We have recorded (13)C NMR spectra of [2-(13)C]-, [1-(13)C]-, [3-(13)C],- and [1,2,3-(13)C(3)]Ala-labeled bacteriorhodopsin (bR), and its mutants, A196G, A160G, and A103C, by means of cross polarization-magic angle spinning (CP-MAS) and dipolar decoupled-magic angle spinning (DD-MAS) techniques, to reveal the conformation and dynamics of bR, with emphasis on the loop and C-terminus structures. The (13)C NMR signals of the loop (C-D, E-F, and F-G) regions were almost completely suppressed from [2-(13)C]-, [1-(13)C]Ala-, and [1-(13)C]Gly-labeled bR, due to the presence of conformational fluctuation with correlation times of 10(-4) s that interfered with the peak-narrowing by magic angle spinning. The observation of such suppressed peaks for specific residues provides a unique means of detecting intermediate frequency motions on the time scale of ms or micros in the surface loops of membrane proteins. Instead, the three well-resolved (13)C CP-MAS NMR signals of [2-(13)C]Ala-bR, at 50.38, 49.90, and 47.96 ppm, were ascribed to the C-terminal alpha-helix previously proposed from the data for [3-(13)C]Ala-bR: the former two peaks were assigned to Ala 232 and 238, in view of the results of successive proteolysis experiments, while the highest-field peak was ascribed to Ala 235 prior to Pro 236. Even such (13)C NMR signals were substantially broadened when (13)C NMR spectra of fully labeled [1,2,3-(13)C]Ala-bR were recorded, because the broadening and splitting of peaks due to the accelerated transverse relaxation rate caused by the increased number of relaxation pathways through a number of (13)C-(13)C homo-nuclear dipolar interactions and scalar J couplings, respectively, are dominant among (13)C-labeled nuclei. In addition, approximate correlation times for local conformational fluctuations of different domains, including the C-terminal tail, C-terminal alpha-helix, loops, and transmembrane alpha-helices, were estimated by measurement of the spin-lattice relaxation times in the laboratory frame and spin-spin relaxation times under the conditions of cross-polarization-magic angle spinning, and comparative study of suppressed specific peaks between the CP-MAS and DD-MAS experiments.

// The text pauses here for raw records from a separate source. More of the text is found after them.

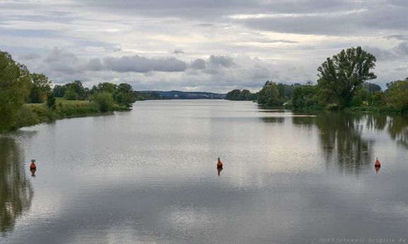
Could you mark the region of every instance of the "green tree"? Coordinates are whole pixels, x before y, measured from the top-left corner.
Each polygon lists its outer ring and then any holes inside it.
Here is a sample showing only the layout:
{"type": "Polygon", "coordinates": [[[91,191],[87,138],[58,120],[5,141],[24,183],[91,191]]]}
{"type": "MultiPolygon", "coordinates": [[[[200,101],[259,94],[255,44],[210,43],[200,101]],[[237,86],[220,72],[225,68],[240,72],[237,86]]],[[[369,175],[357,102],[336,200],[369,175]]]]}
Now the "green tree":
{"type": "Polygon", "coordinates": [[[88,96],[88,90],[83,87],[81,80],[76,80],[65,85],[66,90],[69,90],[76,94],[76,100],[83,100],[88,96]]]}
{"type": "Polygon", "coordinates": [[[31,89],[30,72],[11,56],[0,51],[0,131],[16,126],[16,118],[31,89]]]}
{"type": "Polygon", "coordinates": [[[65,91],[64,98],[66,100],[78,100],[79,95],[72,90],[69,89],[65,91]]]}
{"type": "Polygon", "coordinates": [[[408,111],[408,78],[388,83],[387,87],[387,105],[400,111],[408,111]]]}
{"type": "Polygon", "coordinates": [[[47,93],[47,106],[51,109],[55,109],[55,97],[51,92],[47,93]]]}
{"type": "Polygon", "coordinates": [[[45,101],[47,93],[51,91],[51,82],[45,75],[40,73],[31,74],[33,86],[28,95],[28,102],[43,103],[45,101]]]}
{"type": "Polygon", "coordinates": [[[371,71],[375,57],[361,47],[350,48],[327,59],[317,68],[320,89],[332,93],[340,106],[350,105],[355,92],[363,83],[377,76],[371,71]]]}
{"type": "Polygon", "coordinates": [[[272,81],[267,81],[258,92],[258,103],[267,106],[281,106],[284,101],[284,87],[272,81]]]}
{"type": "Polygon", "coordinates": [[[292,106],[295,108],[305,108],[317,106],[317,90],[315,85],[297,85],[292,94],[292,106]]]}
{"type": "Polygon", "coordinates": [[[56,85],[54,88],[52,88],[52,93],[55,97],[62,97],[65,94],[66,90],[66,85],[56,85]]]}
{"type": "Polygon", "coordinates": [[[233,90],[232,91],[227,93],[226,99],[231,101],[237,101],[238,100],[240,93],[241,91],[239,89],[233,90]]]}
{"type": "Polygon", "coordinates": [[[113,97],[114,101],[119,104],[131,106],[136,102],[133,95],[133,88],[127,83],[120,83],[117,87],[113,97]]]}
{"type": "Polygon", "coordinates": [[[113,97],[109,92],[102,92],[94,94],[93,101],[99,104],[100,111],[103,112],[112,111],[113,108],[113,97]]]}

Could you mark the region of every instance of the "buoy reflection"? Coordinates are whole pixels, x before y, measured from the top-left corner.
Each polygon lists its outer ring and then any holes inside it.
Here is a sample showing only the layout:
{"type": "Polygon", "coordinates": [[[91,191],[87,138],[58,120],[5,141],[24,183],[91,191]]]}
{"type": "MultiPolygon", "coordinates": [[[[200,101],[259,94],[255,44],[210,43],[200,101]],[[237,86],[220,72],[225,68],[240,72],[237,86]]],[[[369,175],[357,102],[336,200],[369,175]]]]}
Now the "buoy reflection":
{"type": "Polygon", "coordinates": [[[37,169],[30,169],[30,171],[31,171],[31,177],[35,177],[35,171],[37,169]]]}
{"type": "Polygon", "coordinates": [[[217,172],[218,172],[218,176],[220,176],[220,173],[221,173],[222,171],[223,171],[223,167],[217,167],[217,172]]]}
{"type": "Polygon", "coordinates": [[[379,166],[374,166],[374,168],[375,168],[375,173],[377,174],[377,173],[378,173],[378,171],[380,170],[380,169],[381,167],[379,166]]]}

我们通过交叉极化 - 魔角旋转(CP - MAS)和偶极去耦 - 魔角旋转(DD - MAS)技术记录了[2 - (¹³)C] -、[1 - (¹³)C] -、[3 - (¹³)C] - 和[1,2,3 - (¹³)C₃]丙氨酸标记的细菌视紫红质(bR)及其突变体A196G、A160G和A103C的(¹³)C NMR谱,以揭示bR的构象和动力学,重点关注环和C末端结构。由于存在相关时间为10⁻⁴ s的构象波动,干扰了魔角旋转导致的峰变窄,[2 - (¹³)C] -、[1 - (¹³)C]丙氨酸 - 和[1 - (¹³)C]甘氨酸标记的bR中环(C - D、E - F和F - G)区域的(¹³)C NMR信号几乎完全被抑制。对于特定残基观察到这种被抑制的峰,提供了一种独特的方法来检测膜蛋白表面环中毫秒或微秒时间尺度上的中频运动。相反,[2 - (¹³)C]丙氨酸 - bR在50.38、49.90和47.96 ppm处的三个分辨良好的(¹³)C CP - MAS NMR信号归因于先前从[3 - (¹³)C]丙氨酸 - bR数据中提出的C末端α - 螺旋:鉴于连续蛋白酶解实验的结果,前两个峰被指定为Ala 232和238,而最高场峰在Pro 236之前归因于Ala 235。当记录完全标记的[1,2,3 - (¹³)C]丙氨酸 - bR的(¹³)C NMR谱时,即使是这样的(¹³)C NMR信号也会显著变宽,因为分别通过大量(¹³)C - (¹³)C同核偶极相互作用和标量J耦合导致的横向弛豫速率加快引起的峰变宽和分裂,在(¹³)C标记的核中占主导地位。此外,通过测量实验室坐标系中的自旋 - 晶格弛豫时间以及交叉极化 - 魔角旋转条件下的自旋 - 自旋弛豫时间,并对CP - MAS和DD - MAS实验之间被抑制的特定峰进行比较研究,估计了不同结构域(包括C末端尾巴、C末端α - 螺旋、环和跨膜α - 螺旋)局部构象波动的近似相关时间。